My Ratings: 5/5 stars
About this book:
Across seven tales, Haruki Murakami brings his powers of observation to bear on the lives of men who, in their own ways, find themselves alone. Here are vanishing cats and smoky bars, lonely hearts and mysterious women, baseball and the Beatles, woven together to tell stories that speak to us all.
Marked by the same wry humor that has defined his entire body of work, in this collection Murakami has crafted another contemporary classic.
How come Murakami creates such extraordinary scenes with unusual characters and STILL makes them relatable?
Each story in this book deals with one measure theme. Men without women. If you are unsure of what that means, just read the last story.
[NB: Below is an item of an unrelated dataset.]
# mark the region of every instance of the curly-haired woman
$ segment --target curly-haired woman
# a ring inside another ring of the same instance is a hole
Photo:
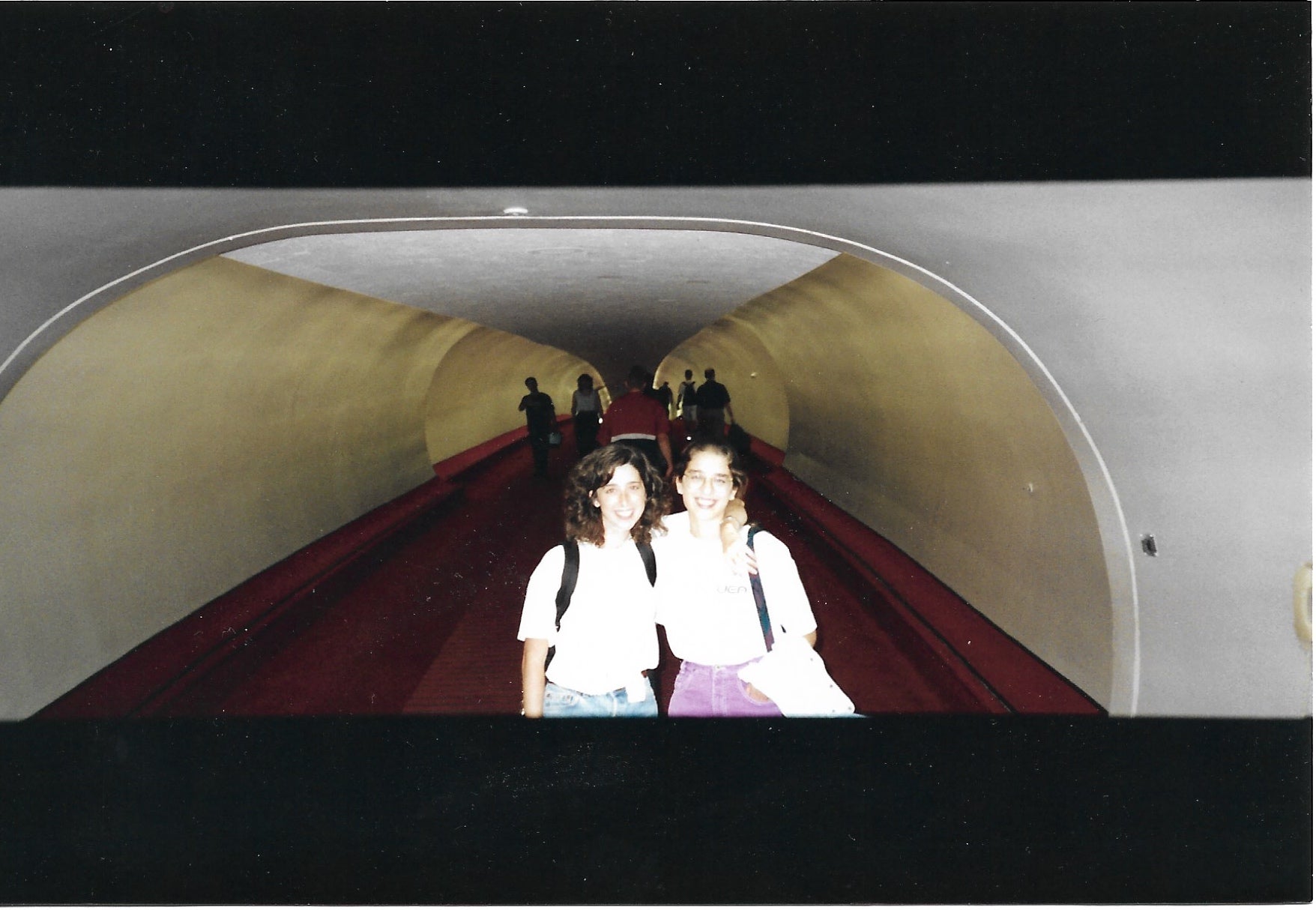
[[[662,474],[625,445],[596,449],[571,469],[565,524],[579,572],[561,627],[563,545],[544,554],[526,585],[517,632],[525,716],[657,716],[647,678],[658,665],[655,599],[640,547],[662,528],[667,499]]]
The book starts with ‘Drive my car’, the story of an actor who lost his wife and realises before she died, she cheated on him. So there is an emerging friendship he has with his new female driver along with the sense of loss with his wife. that recurrent theme occurs in every story.
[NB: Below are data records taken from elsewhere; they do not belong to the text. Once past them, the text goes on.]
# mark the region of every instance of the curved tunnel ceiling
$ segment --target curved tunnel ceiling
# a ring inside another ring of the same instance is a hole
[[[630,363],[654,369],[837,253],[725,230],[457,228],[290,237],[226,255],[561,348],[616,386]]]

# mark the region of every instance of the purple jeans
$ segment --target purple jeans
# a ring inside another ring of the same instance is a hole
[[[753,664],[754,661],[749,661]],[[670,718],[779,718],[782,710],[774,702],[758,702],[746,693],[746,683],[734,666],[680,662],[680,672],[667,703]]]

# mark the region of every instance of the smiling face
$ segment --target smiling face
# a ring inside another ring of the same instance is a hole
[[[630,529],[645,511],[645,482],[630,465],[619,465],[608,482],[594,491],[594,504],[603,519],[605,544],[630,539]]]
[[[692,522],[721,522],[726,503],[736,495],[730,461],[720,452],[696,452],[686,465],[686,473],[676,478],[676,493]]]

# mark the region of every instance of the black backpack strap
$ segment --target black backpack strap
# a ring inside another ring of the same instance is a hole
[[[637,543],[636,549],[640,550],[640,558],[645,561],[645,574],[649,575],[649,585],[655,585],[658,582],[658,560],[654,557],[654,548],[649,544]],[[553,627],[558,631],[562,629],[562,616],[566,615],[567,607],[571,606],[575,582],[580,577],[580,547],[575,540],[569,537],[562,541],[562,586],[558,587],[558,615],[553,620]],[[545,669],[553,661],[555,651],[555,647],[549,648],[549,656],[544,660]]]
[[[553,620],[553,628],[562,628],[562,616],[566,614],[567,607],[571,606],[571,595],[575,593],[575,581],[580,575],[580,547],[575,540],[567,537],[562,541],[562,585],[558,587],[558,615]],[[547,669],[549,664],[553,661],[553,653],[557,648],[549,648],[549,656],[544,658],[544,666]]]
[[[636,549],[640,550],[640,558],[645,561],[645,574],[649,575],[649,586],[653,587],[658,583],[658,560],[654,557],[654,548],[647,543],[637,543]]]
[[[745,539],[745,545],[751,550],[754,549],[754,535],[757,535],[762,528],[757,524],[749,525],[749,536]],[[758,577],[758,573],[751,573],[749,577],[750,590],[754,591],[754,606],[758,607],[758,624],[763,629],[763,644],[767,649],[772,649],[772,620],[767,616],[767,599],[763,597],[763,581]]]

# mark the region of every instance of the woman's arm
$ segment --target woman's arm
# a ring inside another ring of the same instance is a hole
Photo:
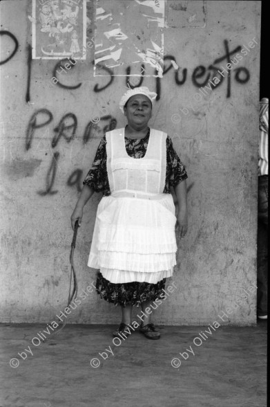
[[[88,186],[87,184],[84,185],[81,195],[76,204],[75,208],[70,217],[71,226],[73,230],[76,221],[78,221],[79,226],[81,226],[84,207],[94,192],[95,190],[92,187]]]
[[[178,235],[182,238],[188,230],[187,194],[186,182],[184,179],[174,187],[178,202],[178,213],[177,215]]]

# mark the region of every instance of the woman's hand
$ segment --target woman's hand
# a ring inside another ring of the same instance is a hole
[[[71,227],[72,227],[72,228],[73,228],[73,230],[74,230],[74,228],[75,228],[75,226],[76,221],[78,221],[78,225],[79,225],[79,226],[81,226],[82,216],[83,216],[83,210],[82,210],[82,208],[77,208],[76,206],[76,208],[73,210],[73,213],[72,214],[72,215],[70,217]]]
[[[183,239],[188,230],[188,217],[186,210],[178,212],[175,228],[178,230],[178,236]]]

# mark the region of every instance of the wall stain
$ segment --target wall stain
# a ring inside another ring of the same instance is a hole
[[[41,161],[38,159],[29,159],[23,161],[13,159],[3,167],[8,176],[21,179],[26,177],[33,177],[35,170],[39,167]]]

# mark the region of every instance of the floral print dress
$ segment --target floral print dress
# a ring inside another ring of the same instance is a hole
[[[126,150],[128,154],[134,159],[143,158],[146,152],[149,140],[150,129],[144,138],[131,139],[125,137]],[[110,194],[108,179],[106,150],[106,137],[101,140],[92,167],[88,171],[84,185],[93,188],[95,192],[102,192],[104,195]],[[175,152],[172,141],[168,136],[166,139],[166,170],[165,186],[163,192],[171,193],[171,188],[176,186],[187,178],[184,165]],[[114,284],[98,271],[96,290],[102,298],[115,305],[126,306],[127,304],[139,306],[144,301],[154,301],[160,298],[165,288],[166,278],[156,284],[133,282]]]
My personal favourite has to be the last one ‘Men without women’ where everything comes together. Moreover, it is more eccentric than the rest of the stories, though the ending is just as vague.
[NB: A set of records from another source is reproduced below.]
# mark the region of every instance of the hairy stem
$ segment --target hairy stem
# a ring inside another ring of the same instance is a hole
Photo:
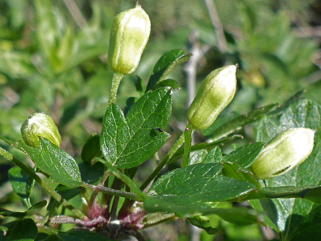
[[[38,183],[50,196],[52,197],[63,206],[70,210],[77,217],[79,218],[82,217],[82,213],[80,210],[76,209],[66,200],[61,197],[61,196],[58,192],[52,189],[47,183],[44,182],[30,167],[26,165],[1,147],[0,147],[0,155],[2,156],[8,161],[11,162],[21,168],[27,174]]]
[[[116,94],[117,93],[118,86],[119,83],[124,77],[124,74],[121,73],[115,73],[113,76],[113,79],[111,81],[111,87],[110,88],[110,93],[109,94],[109,99],[108,100],[108,106],[115,102],[116,99]]]
[[[131,192],[127,192],[120,191],[119,190],[115,190],[111,188],[108,188],[103,186],[95,186],[91,184],[84,183],[82,185],[82,186],[87,188],[89,188],[94,191],[100,191],[107,194],[110,194],[114,196],[118,196],[119,197],[122,197],[123,198],[129,198],[130,199],[133,199],[135,201],[141,201],[141,199],[139,198],[136,194],[133,193]]]

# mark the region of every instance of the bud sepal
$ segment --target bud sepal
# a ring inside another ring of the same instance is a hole
[[[40,148],[39,137],[48,139],[58,147],[61,145],[61,137],[50,116],[43,113],[29,116],[20,129],[24,141],[28,146]]]
[[[315,131],[296,128],[277,135],[262,149],[251,166],[254,176],[266,179],[284,174],[311,154]]]
[[[237,65],[211,72],[203,81],[188,109],[187,119],[201,129],[210,127],[231,102],[236,89]]]
[[[137,4],[117,15],[113,22],[108,62],[117,73],[131,74],[138,66],[151,31],[148,15]]]

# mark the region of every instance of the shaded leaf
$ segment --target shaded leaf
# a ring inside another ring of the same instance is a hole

Just now I am realising why Murakami’s stories are so relatable. he doesn’t give them a rigid ending. Like life, these stories are all left somewhere in the middle, carrying on way past the purpose of telling them.
Yesterday was the most interesting and practical story and made me look at the book cover in a new light. That image of melting moon is imprinted on my mind. Because the beauty of Murakami’s words is that their effect lingers way after you have finished reading them.
My least favourite story is the most intense one there was, ‘An independent organ’. That is toxic love that makes you reduce yourself to nothing.
Then there is Scheherazade, like the girl in 1001 nights who was supposedly an eel in her last life. That story made me wonder about how obsessed infatuation feels like.
The most difficult story to understand was ‘Kino’ and though I got chills reading the last few lines, it will take me a couple more rereads to completely comprehend it.
Then there is the unique story ‘Samsa in Love’. Murakami writes Kafka’s ‘Metamorphosis’ in reverse. That makes you wonder what it means to be human. Beautiful, each word, each sentence, each story.